Kun Zhang defends his PhD

The team is once again celebrating a major achievement by one of our own—Kun Zhang has successfully defended his PhD! 

Kun’s thesis, “Contributions to Evaluating and Improving the Faithfulness for Text Generation,” is a remarkable achievement in a field that is both technically demanding and rapidly evolving. His research stands out not just for its depth, but for its relevance to some of the most pressing challenges in AI today. During his defense, he demonstrated exceptional command of his subject and fielded every question with clarity, insight, and calm confidence. 

Beyond his work, anyone who’s had the chance to chat with Kun knows he’s not just a brilliant researcher, he’s also endlessly curious about the world, funny in unpredictable ways and a joy to talk to. He brings energy and insight to every exchange, and it’s been a privilege to work alongside him. 

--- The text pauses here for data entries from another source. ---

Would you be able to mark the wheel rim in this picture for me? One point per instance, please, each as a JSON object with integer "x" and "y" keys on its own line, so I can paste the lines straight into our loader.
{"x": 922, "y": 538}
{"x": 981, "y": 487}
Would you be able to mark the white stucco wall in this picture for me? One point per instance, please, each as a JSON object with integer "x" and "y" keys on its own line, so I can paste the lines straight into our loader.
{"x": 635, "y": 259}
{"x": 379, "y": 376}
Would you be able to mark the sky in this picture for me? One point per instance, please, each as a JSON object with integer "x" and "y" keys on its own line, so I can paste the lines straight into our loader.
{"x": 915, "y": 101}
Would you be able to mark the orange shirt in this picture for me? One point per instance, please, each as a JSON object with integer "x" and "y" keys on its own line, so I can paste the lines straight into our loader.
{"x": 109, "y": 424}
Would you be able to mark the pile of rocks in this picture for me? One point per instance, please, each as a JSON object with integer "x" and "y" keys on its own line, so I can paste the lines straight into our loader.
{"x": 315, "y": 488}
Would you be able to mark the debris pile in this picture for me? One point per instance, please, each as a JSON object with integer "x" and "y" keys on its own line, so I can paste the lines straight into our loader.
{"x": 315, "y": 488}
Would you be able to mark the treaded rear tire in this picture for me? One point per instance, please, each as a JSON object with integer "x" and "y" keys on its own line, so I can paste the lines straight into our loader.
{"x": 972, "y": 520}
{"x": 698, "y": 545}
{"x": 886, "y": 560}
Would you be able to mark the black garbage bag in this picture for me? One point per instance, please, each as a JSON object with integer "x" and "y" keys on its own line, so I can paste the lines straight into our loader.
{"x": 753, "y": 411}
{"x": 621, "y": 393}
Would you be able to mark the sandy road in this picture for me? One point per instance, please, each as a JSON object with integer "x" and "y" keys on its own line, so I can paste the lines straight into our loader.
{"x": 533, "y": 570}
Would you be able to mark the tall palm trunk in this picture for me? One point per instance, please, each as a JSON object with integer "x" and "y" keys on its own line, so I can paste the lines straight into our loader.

Congratulations, Dr. Zhang! We can’t wait to see where your talents take you next.

Thesis Supervisor 

Ioana Manolescu, Directrice de recherche, Inria Saclay (LIX) Directrice de thèse

Oana Balalau, Inria Starting Faculty, Inria Saclay (LIX) Co-directrice de thèse

Defense Jury 

Eric de la Clergerie Directeur de recherche, Inria Paris Examinateur
Claire Gardent Directrice de Recherche, CNRS, Universit´e de Lorraine (Loria) Rapporteur
Pierre-Henri Paris, Maître de Conférences, Université de Paris Saclay (LISN), Examinateur
Simon Razniewski, Professor, Technical University Dresden and ScaDS.AI, Rapporteur
Laure Soulier, Maîtresse de Conférences, HDR, Sorbonne Université et CNRS (ISIR), Examinatrice

Thesis Abstract 

Ensuring the factual faithfulness in text generation is a critical challenge, especially in knowledge-grounded tasks where generated text must accurately reflect the content given by structured or unstructured input data. While modern text generation models have achieved good fluency and coherence, they frequently generate hallucinated outputs, for instance, ignoring crucial details, misinterpreting relationships, or introducing contradictions. Therefore, this thesis presents new methods for both evaluating and improving the factual faithfulness of text generation.

The first contribution of the thesis is FactSpotter, a novel metric designed to assess the faithfulness in graph-to-text generation. Unlike approaches based on n-grams or embeddings of language models, FactSpotter evaluates whether each key fact in the input knowledge graph is correctly verbalized in the generation. It leverages a self-supervised classifier to distinguish between the faithful and unfaithful representations. Beyond triple-level evaluation for graph-to-text generation, FactSpotter can also be integrated into beam search progress as a soft constraint, encouraging more faithful text generation without compromising fluency.

Beyond graph-to-text generation, this thesis explores cross-text factual consistency verification, assessing whether multiple texts convey the same factual content. A structured discourse representation format is introduced to address the limitations of traditional triple-based representations. This format captures not only richer atomic details, such as direct and indirect objects, adverbials, and complements, but also discourse-level relations, including temporality, comparison, and contingency. A new dataset, DiscInfer, is annotated to train entailment-based models to detect factual inconsistencies at both the atomic and discourse levels.

Empirical results show that the proposed methods in the thesis enhance factual consistency evaluation and faithful natural language generation. FactSpotter-guided decoding effectively mitigates hallucinations in structured-text generation, while structured discourse representation strengthens factual consistency verification between texts. Together, these contributions help to build more trustworthy text generation systems, offering insights into improving fact-grounded generation across various applications.